Search code examples
operating-systemsynchronizationlockingmutual-exclusion

Bounded-waiting Mutual Exclusion with test and set


I am reading the famous Operating System Concepts book of (Avi Silberschatz, Peter Baer Galvin, Greg Gagne) edition 9: http://codex.cs.yale.edu/avi/os-book/OS9/

In the process synchronization chapter, there is an algorithm for "Bounded-waiting Mutual Exclusion with test_and_set" as follow:

do {
    waiting[i] = true;
    key = true;  // <-- Boolean variable that I do not see its utility
    while (waiting[i] && key) // <-- the value of the key variable here is always true
        key = test_and_set(&lock); // <-- it might become false here, but what is the point?
    waiting[i] = false;

    /* critical section */

    j = (i + 1) % n;
    while ((j != i) && !waiting[j]) 
        j = (j + 1) % n; 
    if (j == i) 
        lock = false; 
    else
        waiting[j] = false;

    /* remainder section */
} while (true); 

I can't see the role of the boolean variable key (used in the 3rd, 4th and 5th lines of the code above), I see that we can remove it without any particular effect on the algorithm, am I right or I have missed something?


Solution

  • You could simplify the algorithm to:

    do {
        waiting[i] = true;
        while (waiting[i] && test_and_set(&lock)) ;
        waiting[i] = false;
    
        /* critical section */
    
        j = (i + 1) % n;
        while ((j != i) && !waiting[j]) 
            j = (j + 1) % n; 
        if (j == i) 
            lock = false; 
        else
            waiting[j] = false;
    
        /* remainder section */
    } while (true);
    

    and it would be the exact same. I guess the authors used key because they thought it would make the code easier to read.

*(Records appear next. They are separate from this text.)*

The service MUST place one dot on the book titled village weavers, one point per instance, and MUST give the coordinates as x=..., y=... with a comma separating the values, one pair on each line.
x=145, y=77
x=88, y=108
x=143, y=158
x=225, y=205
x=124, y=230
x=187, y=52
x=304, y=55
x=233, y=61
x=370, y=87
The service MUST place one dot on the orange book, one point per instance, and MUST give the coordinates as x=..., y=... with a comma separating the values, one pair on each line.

    As asked in the comments:

    Generally, when using test_and_set you simply do while(test_and_set(&lock)) ;. However in this case you want to ensure that the thread only waits a bounded amount of time for the lock. This is accomplished with the waiting array. At the end of the critical section when we unlock, we do not simply set lock to false which is how you typically unlock it. Instead we try to find the next thread that is waiting for the lock. By next, I mean incrementing the thread ID and then looping around when we hit n (the j = (j + 1) % n; part). If such a thread j is found we set waiting[j] to false instead of lock.

    This prevents scenarios where 2 or more threads are constantly grabbing the lock while another thread or group of threads are always waiting. For example, say 3 threads are waiting for the same lock (threads 0, 1 and 2). Say thread 0 releases the lock and then thread 1 grabs it. While thread 1 has the lock thread 0 then tries to grab the lock again and when thread 1 releases the lock thread 0 grabs it instead of thread 2. This could repeat indefinitely and thread 2 never gets the lock.

    In this bounding wait algorithm by using the waiting array this behavior cannot occur. If three threads are constantly grabbing the lock the next thread in terms of thread ID will go next, e.g. thread 0 will grab and release the lock followed by thread 1 and then followed by thread 2. This is because each thread is waiting for either lock or its entry in the waiting array to become false. If another thread is waiting for the lock when a thread is about to release the lock it sets the waiting entry instead of lock releasing only that thread from the spin wait. This prevents the pathological case of one or more threads waiting indefinitely for the lock.